History may wink at Palin

The VP role has been filled by a diverse lot. By that standard she may have what it takes.

A few days ago, I was doing an interview with National Public Radio. The topic was the presidential election. But within seconds it was all about Sarah Palin, that winking-at-the-camera, "gosh darnit" hockey mom, and moose-hunting frontierswoman from Alaska. What the interviewer wanted to know was whether Sarah Palin in the White House might become Dick Cheney.

In a few weeks, Governor Palin has exploded from Arctic oblivion to get the kind of buzz any Hollywood press agent would pay big money for. Her face leaps out from every newsstand. Late-night TV comics adore her. There are more Sarah impersonators than Elvis impersonators.

Is she a short-term sensation? Not when she and Sen. Joe Biden pull in 73 million viewers for their TV debate and their principals get only 55 million for their first one, and 66 million for their second. Win or lose on Nov. 4, Sarah Palin is going to have an ongoing role in American politics.

Admittedly, if Tom Brokaw ever got to ask her the question (from Peggy of Amherst, N.H.) that he asked the presidential candidates, "What don't you know?" the honest answer might be "a lot." But she's a quick study and as vice president she would have a safety net around her of national security, economic, and political advisers.

Well, my interviewer wanted to know, hasn't Dick Cheney transformed the role of vice president, endowing it with enormous power and influence? Perhaps, but that's a unique and one-time deal. John McCain has a lot of knowledge and experience. Barack Obama runs his team with tight control. Neither, in the White House, seems likely to recruit a kind of éminence grise whispering from behind the presidential chair. Palin did make a pass at some enlarged role with Congress. Senator Biden was quick to assert that the Constitution specifically limits the vice presidential role. Either one would preside over the Senate, but not have a vote except as a tiebreaker.

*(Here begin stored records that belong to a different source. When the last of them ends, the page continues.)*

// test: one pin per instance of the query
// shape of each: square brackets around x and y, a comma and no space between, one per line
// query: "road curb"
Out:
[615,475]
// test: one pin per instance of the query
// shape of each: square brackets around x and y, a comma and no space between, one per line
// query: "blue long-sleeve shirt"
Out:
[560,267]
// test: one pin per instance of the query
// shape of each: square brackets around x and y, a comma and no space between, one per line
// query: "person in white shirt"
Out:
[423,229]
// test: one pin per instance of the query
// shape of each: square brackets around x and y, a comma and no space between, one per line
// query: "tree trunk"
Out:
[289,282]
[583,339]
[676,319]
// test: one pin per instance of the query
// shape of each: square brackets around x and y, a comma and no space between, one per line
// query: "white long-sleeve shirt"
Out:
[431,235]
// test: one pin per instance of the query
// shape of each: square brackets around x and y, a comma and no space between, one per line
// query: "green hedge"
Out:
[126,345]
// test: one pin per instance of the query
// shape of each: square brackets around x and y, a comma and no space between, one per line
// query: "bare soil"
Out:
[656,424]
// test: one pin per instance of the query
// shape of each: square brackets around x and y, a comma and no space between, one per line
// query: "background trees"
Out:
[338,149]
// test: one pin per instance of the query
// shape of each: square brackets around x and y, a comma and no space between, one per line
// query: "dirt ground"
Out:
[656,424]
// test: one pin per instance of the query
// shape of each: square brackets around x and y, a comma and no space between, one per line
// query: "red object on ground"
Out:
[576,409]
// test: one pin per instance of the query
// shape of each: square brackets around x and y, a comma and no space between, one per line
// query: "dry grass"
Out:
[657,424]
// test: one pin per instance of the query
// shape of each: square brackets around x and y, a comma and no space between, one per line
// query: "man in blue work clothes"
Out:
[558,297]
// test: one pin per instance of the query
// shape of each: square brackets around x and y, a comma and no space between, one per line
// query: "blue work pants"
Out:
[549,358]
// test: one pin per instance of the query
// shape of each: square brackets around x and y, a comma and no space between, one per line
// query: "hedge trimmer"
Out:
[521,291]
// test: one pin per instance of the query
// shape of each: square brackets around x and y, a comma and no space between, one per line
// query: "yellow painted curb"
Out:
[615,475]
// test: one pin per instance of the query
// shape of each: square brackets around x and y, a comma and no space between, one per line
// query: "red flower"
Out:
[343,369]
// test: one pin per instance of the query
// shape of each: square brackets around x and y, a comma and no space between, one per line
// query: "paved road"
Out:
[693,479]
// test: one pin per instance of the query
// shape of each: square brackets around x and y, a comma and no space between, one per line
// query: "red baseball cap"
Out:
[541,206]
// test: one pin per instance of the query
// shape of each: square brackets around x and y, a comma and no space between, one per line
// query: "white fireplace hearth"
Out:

There are some perks. There is a vice presidential mansion. And a salary of $221,000 a year, equal to that of the chief justice and speaker of the House of Representatives. But vice presidents are usually relegated to ceremonial chores such as representing the president at funerals of foreign dignitaries.

During my time in the Reagan administration, three Russian leaders (Leonid Brezhnev, Yuri Andropov, and Konstantin Chernenko) died in fairly quick succession. Bush the elder, then vice president, was tapped by President Reagan to represent the United States during those long icy funeral services in Moscow's Red Square. Secretary of State George Shultz was assigned to go along, with some of his senior staff.

But on one occasion the vice president was in Africa, clad in tropical garb. The notice was so short that he could not return to Washington. Accordingly it was arranged that Vice President Bush would meet us in Europe. Curious reporters are always eager to know the content of classified cables going back and forth on such occasions. Little did they know that much of the vice president's cable traffic to the secretary of State was concerned with the need to extract long johns and winter woollies from drawers in the vice presidential bedroom, and to be sure to bring them with us.

Palin could handle the vice presidential chores with aplomb. Neither she nor Biden would bring embarrassment to the office. However, I believe neither would acquire the kind of power that President Bush has permitted Vice President Cheney.

The more important question is how she, or Biden, would perform in the presidency if the need should arise. In one sense, the presidency is a lonely burden. In another sense, the presidency is cluttered, with advisers and senior staffers and cabinet ministers who can lay out the options and warn of the consequences. There is no shortage of advice. But the president must make the tough, ultimate decisions. Many presidents have also turned to a higher power for guidance at such times.

The United States has had presidents of diverse qualities. Some were astute politicians; others possessed scholarly wisdom or military prowess. Common sense and integrity should be obligatory for all. Harry Truman was catapulted into the presidency with low expectations. He made momentous decisions of wisdom and import for his country. Ronald Reagan was similarly greeted by some elitists as a president of little promise, yet proved to be numbered among the greatest of them.

Sarah Palin has already written a chapter in the history of American politics. She may not be through yet.

John Hughes, a former editor of the Monitor, served as assistant secretary of State in the Reagan administration. He is currently a professor of international communications at Brigham Young University.